Description de la gravure dans l'Index de Cartari en 1610 :


Évolution de la représentation des Dioscures :


À gauche, Cartari, 1571 ; à droite, Cartari 1581-1610-Conti 1612.



À gauche, Cartari, 1615 ; à droite, Conti, VIII, 1627, extrait.



La description détaillée des couvre-chefs des Dioscures se trouve également dans la Mythologie, au chapitre qui leur est consacré (VIII, 10), avec une explication des croyances des marins :

"Les flammes susdites brillans autour de leurs testes au voyage de la toison d’or, firent croire aux ignorans que Castor & Pollux ravis aux cieux les faisoient apparoistre aux voyageans sur mer pour leur denoncer bon heur & sauveté.

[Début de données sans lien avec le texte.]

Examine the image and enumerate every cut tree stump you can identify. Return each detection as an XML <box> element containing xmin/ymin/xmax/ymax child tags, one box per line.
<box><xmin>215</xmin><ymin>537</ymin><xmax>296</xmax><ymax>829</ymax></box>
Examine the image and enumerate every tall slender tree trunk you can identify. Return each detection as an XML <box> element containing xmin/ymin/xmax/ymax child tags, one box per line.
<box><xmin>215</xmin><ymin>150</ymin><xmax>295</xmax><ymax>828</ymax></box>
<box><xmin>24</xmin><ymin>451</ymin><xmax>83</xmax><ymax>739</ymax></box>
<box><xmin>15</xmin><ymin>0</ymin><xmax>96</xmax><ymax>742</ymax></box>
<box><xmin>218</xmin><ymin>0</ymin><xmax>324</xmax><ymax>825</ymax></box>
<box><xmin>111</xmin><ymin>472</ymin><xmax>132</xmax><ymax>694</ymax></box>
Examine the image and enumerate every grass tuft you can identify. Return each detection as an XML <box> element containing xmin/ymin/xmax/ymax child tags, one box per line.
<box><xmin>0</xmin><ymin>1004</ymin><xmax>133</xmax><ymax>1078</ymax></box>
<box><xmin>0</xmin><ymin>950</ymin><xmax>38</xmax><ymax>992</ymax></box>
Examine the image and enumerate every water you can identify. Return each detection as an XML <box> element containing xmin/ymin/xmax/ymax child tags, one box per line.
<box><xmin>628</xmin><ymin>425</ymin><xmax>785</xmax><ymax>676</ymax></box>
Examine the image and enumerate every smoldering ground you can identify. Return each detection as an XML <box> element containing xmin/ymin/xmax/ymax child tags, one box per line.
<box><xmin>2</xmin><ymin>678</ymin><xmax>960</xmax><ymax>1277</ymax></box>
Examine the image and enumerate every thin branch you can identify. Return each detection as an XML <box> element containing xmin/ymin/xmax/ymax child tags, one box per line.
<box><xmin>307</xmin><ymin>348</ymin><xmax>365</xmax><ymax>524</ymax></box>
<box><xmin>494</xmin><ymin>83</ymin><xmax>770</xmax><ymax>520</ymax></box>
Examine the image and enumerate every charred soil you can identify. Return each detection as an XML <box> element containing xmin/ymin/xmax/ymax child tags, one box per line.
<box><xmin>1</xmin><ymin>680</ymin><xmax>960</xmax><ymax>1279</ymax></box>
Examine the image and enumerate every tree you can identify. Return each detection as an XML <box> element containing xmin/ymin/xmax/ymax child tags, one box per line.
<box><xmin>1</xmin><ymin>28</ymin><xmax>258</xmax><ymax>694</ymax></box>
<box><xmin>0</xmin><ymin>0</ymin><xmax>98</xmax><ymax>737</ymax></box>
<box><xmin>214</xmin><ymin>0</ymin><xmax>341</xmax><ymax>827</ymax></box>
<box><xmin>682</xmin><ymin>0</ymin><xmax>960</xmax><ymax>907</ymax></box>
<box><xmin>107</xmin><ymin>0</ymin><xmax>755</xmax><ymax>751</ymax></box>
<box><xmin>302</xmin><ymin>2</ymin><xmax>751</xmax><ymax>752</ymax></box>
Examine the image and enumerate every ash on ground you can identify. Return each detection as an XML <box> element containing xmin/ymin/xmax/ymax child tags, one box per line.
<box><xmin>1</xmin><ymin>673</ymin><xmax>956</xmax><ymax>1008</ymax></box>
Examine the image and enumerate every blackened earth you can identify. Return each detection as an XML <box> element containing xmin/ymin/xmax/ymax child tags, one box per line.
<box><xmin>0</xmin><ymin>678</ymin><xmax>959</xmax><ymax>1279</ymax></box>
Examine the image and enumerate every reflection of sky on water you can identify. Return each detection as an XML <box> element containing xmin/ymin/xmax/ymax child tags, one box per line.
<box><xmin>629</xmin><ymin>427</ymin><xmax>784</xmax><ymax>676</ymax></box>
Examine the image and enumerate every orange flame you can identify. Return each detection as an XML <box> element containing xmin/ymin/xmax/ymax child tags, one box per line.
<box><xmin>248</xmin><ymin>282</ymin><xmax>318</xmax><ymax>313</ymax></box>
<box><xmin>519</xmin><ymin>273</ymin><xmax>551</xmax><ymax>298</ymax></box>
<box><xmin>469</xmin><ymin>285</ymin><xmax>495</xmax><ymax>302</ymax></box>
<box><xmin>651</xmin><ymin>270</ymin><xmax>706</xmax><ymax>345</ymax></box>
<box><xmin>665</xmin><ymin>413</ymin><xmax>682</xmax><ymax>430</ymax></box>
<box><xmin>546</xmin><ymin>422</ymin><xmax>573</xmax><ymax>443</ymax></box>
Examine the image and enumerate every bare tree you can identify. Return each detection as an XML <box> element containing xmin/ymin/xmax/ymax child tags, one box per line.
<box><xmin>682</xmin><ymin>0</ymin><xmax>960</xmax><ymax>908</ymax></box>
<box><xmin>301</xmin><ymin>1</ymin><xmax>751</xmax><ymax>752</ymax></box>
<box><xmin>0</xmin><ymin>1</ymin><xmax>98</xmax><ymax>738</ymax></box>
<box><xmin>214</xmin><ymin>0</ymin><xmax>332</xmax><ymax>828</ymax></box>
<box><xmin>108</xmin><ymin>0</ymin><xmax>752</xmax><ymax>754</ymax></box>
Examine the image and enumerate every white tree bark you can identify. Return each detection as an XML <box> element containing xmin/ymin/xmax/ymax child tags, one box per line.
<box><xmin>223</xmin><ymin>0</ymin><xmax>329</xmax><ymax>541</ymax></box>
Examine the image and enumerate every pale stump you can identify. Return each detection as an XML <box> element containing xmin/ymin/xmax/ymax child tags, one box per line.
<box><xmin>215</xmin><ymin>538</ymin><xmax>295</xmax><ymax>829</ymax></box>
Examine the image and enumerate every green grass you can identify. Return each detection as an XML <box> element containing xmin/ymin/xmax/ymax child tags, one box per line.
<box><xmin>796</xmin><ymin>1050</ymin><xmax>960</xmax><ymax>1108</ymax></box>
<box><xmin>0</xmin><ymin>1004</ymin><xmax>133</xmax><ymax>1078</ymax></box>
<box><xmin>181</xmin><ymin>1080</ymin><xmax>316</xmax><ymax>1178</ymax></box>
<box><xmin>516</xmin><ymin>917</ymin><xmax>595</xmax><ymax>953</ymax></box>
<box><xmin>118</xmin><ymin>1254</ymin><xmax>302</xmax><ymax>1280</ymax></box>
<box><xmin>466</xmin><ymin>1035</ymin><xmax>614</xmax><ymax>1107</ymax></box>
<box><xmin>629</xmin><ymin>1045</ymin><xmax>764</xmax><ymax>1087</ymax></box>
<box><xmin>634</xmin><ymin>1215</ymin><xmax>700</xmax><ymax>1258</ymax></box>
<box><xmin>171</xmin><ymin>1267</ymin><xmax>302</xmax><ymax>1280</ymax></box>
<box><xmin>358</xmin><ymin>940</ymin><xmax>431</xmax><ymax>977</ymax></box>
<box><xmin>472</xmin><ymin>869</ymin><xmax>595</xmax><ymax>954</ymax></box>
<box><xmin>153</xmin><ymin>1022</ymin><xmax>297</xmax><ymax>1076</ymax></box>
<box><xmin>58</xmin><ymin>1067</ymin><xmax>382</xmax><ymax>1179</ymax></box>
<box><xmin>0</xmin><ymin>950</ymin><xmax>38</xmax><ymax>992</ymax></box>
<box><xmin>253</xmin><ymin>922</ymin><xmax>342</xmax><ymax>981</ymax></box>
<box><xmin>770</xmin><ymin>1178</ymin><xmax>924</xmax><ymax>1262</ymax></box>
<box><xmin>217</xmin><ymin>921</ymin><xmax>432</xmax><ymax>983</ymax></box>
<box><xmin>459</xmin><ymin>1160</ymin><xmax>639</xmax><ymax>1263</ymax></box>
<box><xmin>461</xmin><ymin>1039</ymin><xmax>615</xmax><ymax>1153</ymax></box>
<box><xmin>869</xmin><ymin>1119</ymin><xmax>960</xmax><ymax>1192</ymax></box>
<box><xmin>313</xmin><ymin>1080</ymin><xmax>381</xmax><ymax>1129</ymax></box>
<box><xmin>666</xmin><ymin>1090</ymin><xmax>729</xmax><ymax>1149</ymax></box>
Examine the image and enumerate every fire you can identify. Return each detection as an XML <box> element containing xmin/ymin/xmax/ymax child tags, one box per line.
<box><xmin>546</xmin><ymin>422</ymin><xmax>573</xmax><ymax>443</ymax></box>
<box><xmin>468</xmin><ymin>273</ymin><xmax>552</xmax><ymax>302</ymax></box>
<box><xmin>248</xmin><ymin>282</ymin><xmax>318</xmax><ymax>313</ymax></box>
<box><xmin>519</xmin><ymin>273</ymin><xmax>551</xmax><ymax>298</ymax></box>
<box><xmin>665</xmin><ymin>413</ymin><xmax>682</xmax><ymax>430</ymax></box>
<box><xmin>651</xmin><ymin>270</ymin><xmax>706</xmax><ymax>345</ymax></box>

Or il faut noter qu’on apperçoit quelquesfois és armes deux bluettes ou flammes de feu au dessus des picques ou lance, ou des tentes ; & quelques-fois és navires autour des antennes, ou sur le feste du mas, ou bien auprés de la hune : & quand les mariniers voyent ce signe, ils ont tres-bonne esperance d’avoir la mer calme & tranquille, & de reüssir à bon port. Mais s’il ne leur apparoist que l’une de ces deux flammes, ils cuident que c’est seulement Castor le mortel, ce qui leur cause un extreme apprehension de danger : si toutes deux se montrent, elles sont salutaires & de bon presage, si la troisiesme survient, sçauoir la flamme d’Helene, & qu’elle rechasse les autres deux, ils font estat de mourir, ou pour le moins de faire naufrage. Ce sont ces deux feux que les Mariniers appellent aujoud’huy communément S. Nicolas & S. Herme. De sçauoir que c’est, ou comment ils apparoissent, les Autheurs en ont tousjours esté fort en doute & controverse. Ceux de nostre temps qui ont beaucoup voyagé sur mer, & qui font profession de les invoquer l’un aprés l’autre, croyent que telles flammes sont ces Saints, aux noms desquels elles s’evanoüissent."        (Mythologie, 1627, p. 878 - lire la suite)

Comme sa source, Daniel Rabel accentue visuellement la gémellité des deux frères en leur faisant partager le même élan. La Mythologie, elle distingue Castor et Pollux :

"Au demeurant on dit qu’Hercule ayant remis sus les Dieux Olympiques, Pollux emporta le prix du cæste, & Castor fut declaré victorieux à la course & à l’escrime des coups de poing : car encore qu’ils fussent tous deux issus d’un mesme part & d’une mesme couvee, toutefois leurs inclinations furent diverſes, selon ce qu’en dit Horace au deuxiesme des Sermons :

Le Chevalier Castor des chevaux avoit soing,
Et le né du mesme œuf faisoit à coups de poing ;
Autant d’affection il y a que de testes."